Peru’s Online Betting Industry Challenges the Constitutionality of Selective Consumption Tax
The brief
Peru's online gaming and betting industry has reached a significant procedural milestone in its effort to overturn the Selective Consumption Tax (ISC), a levy imposed on betting activities through Legislative Decree. The sector has successfully certified the 5,000 signatures required to file a constitutional lawsuit with Peru's Constitutional Court, marking a formal escalation in the industry's dispute with the tax regime.
The ISC on betting represents a contentious policy issue in Peru's evolving regulatory framework for online gaming. Operators have argued that the tax burden is disproportionate and undermines the competitiveness of the legal, regulated market against unlicensed alternatives. By pursuing a constitutional challenge rather than seeking legislative amendment, the industry is questioning the fundamental legality of the tax structure itself—a more aggressive legal posture that could have broader implications for Peru's gaming taxation model.

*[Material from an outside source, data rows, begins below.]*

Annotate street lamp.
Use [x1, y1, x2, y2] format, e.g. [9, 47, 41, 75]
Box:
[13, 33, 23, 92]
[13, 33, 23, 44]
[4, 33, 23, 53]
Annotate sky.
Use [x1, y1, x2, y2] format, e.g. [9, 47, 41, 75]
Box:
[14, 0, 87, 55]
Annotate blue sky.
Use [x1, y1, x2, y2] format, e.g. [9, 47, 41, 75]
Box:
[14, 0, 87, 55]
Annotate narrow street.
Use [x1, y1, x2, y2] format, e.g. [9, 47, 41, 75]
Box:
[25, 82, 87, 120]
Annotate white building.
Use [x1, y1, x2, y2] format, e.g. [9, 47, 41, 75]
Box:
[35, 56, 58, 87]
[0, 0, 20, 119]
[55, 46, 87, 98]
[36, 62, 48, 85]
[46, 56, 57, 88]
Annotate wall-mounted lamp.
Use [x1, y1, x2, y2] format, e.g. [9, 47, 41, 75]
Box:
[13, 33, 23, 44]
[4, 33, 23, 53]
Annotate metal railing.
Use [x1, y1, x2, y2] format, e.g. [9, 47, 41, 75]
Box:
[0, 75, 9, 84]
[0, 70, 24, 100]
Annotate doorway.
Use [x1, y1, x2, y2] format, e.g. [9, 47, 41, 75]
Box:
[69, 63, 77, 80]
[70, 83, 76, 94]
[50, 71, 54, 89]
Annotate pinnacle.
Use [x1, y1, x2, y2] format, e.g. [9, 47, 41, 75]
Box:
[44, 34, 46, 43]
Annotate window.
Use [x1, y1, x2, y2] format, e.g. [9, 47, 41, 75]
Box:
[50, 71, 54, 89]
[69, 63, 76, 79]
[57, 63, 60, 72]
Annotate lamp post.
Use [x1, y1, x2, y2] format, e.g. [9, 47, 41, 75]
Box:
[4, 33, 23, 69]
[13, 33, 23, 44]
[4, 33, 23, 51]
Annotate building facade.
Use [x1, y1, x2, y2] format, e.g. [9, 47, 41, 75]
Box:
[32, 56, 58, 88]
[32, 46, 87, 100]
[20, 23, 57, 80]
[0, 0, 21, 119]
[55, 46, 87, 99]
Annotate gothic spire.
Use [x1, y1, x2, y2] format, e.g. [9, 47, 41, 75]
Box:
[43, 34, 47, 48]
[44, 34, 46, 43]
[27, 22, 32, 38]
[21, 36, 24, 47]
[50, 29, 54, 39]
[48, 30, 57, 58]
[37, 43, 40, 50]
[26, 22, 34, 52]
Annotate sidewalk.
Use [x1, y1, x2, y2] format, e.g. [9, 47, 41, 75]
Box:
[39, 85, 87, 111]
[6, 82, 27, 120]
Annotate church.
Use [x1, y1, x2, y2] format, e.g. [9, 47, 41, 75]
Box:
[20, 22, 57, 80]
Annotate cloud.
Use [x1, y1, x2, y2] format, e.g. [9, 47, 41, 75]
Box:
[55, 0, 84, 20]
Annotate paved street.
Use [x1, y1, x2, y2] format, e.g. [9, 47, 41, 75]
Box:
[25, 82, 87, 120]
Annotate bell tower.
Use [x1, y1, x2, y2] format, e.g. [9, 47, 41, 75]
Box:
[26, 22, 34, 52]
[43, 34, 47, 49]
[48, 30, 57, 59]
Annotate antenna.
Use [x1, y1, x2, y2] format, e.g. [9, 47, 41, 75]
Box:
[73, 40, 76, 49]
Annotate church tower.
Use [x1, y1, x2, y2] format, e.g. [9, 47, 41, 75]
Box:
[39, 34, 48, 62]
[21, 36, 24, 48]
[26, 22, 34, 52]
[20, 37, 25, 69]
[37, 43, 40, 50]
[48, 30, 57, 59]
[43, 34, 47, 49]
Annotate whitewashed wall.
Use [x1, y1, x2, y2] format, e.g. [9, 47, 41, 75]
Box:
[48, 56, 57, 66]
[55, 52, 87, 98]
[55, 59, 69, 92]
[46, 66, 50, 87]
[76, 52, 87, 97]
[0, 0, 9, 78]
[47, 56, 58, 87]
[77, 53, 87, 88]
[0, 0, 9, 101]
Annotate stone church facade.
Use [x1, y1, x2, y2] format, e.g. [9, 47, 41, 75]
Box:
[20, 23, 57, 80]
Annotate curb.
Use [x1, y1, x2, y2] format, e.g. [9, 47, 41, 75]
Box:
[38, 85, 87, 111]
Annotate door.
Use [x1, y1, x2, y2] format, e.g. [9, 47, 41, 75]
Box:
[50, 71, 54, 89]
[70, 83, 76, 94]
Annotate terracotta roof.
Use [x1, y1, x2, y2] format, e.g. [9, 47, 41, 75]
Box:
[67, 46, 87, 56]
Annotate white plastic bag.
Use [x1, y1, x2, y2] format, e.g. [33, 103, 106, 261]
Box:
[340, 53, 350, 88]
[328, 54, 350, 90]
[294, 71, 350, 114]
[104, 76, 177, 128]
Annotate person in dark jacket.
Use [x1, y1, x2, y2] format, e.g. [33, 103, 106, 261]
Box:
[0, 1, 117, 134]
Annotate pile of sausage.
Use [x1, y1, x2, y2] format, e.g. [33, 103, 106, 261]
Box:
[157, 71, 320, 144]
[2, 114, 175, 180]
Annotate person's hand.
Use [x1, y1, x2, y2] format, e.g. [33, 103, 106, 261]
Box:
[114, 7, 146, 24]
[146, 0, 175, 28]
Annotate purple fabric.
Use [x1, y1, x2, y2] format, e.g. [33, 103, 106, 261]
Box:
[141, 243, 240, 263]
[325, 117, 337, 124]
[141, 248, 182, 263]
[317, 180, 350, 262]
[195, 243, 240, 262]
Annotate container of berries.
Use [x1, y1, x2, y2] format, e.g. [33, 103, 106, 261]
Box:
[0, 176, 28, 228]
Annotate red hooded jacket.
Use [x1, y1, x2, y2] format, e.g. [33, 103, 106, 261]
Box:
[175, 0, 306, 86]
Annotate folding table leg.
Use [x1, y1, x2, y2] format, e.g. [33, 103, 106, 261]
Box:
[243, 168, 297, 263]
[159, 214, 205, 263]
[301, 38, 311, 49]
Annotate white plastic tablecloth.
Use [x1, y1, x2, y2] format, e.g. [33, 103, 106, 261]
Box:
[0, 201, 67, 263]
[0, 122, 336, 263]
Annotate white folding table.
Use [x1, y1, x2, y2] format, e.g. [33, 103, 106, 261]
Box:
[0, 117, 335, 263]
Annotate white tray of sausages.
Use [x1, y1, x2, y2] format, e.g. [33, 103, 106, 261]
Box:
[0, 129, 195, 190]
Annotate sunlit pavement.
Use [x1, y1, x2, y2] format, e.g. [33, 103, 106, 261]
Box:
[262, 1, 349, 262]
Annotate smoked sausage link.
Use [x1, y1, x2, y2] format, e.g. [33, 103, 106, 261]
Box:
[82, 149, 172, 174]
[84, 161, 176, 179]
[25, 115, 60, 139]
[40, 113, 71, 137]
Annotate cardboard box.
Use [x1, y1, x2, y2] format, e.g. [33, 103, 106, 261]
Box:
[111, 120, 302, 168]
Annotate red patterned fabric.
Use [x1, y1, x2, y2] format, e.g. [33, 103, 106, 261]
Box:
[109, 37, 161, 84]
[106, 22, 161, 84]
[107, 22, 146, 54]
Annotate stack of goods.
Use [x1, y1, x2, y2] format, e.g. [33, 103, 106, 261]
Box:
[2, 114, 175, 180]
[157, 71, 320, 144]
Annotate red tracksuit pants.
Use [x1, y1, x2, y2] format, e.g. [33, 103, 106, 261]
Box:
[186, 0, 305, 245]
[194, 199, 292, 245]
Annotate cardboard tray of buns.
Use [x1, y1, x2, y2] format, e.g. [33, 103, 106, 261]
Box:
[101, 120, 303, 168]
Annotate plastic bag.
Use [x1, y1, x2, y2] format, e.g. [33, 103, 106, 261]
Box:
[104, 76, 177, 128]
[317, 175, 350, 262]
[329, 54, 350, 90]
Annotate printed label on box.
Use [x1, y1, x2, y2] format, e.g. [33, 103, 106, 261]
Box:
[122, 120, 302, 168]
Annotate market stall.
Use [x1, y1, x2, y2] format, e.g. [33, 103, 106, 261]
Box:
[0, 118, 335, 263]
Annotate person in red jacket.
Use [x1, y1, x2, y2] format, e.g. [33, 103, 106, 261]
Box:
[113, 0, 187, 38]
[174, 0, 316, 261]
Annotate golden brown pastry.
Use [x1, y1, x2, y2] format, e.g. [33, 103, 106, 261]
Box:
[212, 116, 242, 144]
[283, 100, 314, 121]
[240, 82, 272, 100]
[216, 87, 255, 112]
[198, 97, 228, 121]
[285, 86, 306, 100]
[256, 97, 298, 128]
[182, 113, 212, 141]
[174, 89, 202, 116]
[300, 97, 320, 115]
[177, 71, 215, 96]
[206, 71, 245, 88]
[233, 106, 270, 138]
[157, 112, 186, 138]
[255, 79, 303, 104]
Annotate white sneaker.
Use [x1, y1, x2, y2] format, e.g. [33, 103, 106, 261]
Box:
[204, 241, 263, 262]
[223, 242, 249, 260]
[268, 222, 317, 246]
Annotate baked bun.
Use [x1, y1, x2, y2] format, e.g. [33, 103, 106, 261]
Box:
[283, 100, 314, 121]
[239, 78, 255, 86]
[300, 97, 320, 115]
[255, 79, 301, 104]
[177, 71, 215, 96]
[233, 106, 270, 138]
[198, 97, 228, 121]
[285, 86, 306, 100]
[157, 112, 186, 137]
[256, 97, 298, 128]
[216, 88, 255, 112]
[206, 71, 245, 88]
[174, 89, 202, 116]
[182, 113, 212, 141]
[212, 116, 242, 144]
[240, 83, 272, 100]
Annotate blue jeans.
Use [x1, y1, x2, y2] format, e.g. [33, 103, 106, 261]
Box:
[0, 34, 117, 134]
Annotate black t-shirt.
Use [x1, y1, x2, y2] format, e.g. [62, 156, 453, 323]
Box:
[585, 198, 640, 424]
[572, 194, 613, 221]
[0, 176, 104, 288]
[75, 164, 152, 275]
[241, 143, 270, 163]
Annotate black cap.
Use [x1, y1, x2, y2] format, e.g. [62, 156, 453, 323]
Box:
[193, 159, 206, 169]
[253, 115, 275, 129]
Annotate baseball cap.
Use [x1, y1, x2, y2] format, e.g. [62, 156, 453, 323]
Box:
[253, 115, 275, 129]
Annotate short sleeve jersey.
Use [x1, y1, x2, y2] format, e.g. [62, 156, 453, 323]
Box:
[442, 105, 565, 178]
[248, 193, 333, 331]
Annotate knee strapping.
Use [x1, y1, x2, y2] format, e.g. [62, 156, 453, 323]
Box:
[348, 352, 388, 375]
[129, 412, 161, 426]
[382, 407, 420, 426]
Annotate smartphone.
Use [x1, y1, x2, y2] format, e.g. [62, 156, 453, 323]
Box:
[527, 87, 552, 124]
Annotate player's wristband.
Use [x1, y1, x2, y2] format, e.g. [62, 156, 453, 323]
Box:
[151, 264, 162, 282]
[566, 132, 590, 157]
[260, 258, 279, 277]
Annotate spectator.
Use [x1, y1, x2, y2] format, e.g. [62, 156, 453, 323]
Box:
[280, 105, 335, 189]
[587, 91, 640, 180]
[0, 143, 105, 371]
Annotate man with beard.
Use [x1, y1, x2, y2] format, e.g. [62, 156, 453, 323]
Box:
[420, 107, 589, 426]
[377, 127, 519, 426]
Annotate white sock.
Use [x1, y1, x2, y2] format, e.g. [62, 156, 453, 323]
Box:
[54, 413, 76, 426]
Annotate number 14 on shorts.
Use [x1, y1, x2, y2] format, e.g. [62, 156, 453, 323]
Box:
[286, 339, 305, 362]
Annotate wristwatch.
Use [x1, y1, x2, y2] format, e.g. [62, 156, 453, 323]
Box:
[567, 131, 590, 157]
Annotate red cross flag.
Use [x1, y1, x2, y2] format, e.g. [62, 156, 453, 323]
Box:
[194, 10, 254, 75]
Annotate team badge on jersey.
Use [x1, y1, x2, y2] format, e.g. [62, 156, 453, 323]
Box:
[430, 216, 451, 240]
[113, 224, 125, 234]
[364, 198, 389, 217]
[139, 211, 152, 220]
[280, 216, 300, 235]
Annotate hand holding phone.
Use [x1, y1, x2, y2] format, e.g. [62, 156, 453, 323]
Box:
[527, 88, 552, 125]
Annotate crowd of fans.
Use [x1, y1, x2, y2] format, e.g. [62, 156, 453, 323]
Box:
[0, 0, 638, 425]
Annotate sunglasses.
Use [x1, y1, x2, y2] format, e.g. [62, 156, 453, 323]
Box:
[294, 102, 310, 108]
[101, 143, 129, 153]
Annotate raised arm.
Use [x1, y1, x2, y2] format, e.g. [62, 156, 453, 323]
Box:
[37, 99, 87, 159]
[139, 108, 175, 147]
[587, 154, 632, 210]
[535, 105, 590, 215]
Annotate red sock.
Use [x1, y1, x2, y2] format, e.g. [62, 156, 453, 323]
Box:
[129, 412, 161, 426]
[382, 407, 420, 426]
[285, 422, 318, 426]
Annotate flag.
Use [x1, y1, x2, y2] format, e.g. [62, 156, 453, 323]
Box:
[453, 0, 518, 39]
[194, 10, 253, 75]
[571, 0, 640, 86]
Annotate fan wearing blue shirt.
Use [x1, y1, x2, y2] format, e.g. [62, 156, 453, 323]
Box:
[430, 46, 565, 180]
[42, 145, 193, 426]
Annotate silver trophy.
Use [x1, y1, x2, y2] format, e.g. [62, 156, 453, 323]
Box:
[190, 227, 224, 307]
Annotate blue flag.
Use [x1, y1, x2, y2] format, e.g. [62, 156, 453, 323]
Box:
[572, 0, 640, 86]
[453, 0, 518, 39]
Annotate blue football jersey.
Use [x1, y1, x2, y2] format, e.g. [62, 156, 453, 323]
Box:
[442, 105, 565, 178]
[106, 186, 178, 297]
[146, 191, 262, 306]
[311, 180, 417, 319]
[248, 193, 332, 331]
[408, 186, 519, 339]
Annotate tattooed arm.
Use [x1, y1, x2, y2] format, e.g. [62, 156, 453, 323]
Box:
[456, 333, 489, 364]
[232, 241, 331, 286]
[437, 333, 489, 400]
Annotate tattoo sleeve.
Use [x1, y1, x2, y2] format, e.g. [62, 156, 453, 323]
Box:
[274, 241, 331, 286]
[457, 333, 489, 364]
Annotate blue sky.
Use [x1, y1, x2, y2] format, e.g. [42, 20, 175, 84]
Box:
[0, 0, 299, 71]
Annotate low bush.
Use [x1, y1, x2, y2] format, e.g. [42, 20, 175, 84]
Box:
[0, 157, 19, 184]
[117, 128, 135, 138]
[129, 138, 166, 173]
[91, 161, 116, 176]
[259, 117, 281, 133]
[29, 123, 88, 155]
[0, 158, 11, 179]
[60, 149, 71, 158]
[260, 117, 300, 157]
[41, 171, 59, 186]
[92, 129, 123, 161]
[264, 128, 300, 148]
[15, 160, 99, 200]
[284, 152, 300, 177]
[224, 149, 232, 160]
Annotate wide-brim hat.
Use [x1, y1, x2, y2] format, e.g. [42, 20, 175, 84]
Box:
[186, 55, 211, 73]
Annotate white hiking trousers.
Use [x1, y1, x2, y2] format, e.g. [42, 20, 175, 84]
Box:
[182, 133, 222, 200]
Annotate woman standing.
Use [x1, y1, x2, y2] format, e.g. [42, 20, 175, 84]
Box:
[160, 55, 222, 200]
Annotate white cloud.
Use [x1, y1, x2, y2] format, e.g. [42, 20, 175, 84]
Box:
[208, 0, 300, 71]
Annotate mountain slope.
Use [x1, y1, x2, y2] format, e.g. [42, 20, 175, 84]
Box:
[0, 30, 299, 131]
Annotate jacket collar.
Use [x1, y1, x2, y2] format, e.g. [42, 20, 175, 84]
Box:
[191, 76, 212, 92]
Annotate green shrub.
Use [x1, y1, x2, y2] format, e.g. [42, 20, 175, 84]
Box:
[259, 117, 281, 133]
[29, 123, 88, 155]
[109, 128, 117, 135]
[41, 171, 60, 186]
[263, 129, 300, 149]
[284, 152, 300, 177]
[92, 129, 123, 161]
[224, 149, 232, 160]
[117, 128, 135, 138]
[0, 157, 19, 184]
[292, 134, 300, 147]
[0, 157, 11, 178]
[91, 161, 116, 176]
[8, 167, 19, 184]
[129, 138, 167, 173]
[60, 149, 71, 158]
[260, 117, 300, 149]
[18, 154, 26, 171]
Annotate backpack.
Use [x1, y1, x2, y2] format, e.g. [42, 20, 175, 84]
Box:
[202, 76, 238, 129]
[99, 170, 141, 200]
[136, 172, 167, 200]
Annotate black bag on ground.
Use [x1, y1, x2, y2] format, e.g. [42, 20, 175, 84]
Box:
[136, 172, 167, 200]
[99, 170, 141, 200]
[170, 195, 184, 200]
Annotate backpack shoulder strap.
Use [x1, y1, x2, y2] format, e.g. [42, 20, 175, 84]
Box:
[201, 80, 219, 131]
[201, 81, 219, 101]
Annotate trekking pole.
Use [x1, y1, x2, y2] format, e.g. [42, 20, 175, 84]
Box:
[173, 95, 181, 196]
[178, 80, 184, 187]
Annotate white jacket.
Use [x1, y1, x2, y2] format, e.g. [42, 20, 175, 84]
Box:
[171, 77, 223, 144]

This move reflects growing tension between Peru's government revenue objectives and industry stakeholders' concerns about tax sustainability. Many Latin American jurisdictions have grappled with similar questions: how to generate meaningful tax revenue from online gaming without driving operators or players toward unregulated markets. Peru's approach thus far has favoured higher taxation, but the constitutional challenge suggests operators believe the current burden exceeds constitutional limits or violates principles of proportionality and fair taxation.
The certification of signatures and filing of the constitutional lawsuit will now enter Peru's court system, where judges will evaluate whether the ISC violates constitutional protections. The outcome could reshape Peru's gaming tax landscape and set precedent for how other Latin American nations structure online betting levies. If the Constitutional Court rules in the industry's favour, Peru may be forced to restructure or reduce the tax, potentially lowering government revenue but potentially also expanding the regulated market.
For operators licensed in Peru, this legal action represents both hope and uncertainty. A favourable ruling could improve margins and competitiveness; an unfavourable one could entrench the current tax regime and prompt strategic recalibration. The case will likely draw attention from regional regulators and operators monitoring tax policy trends across Latin America.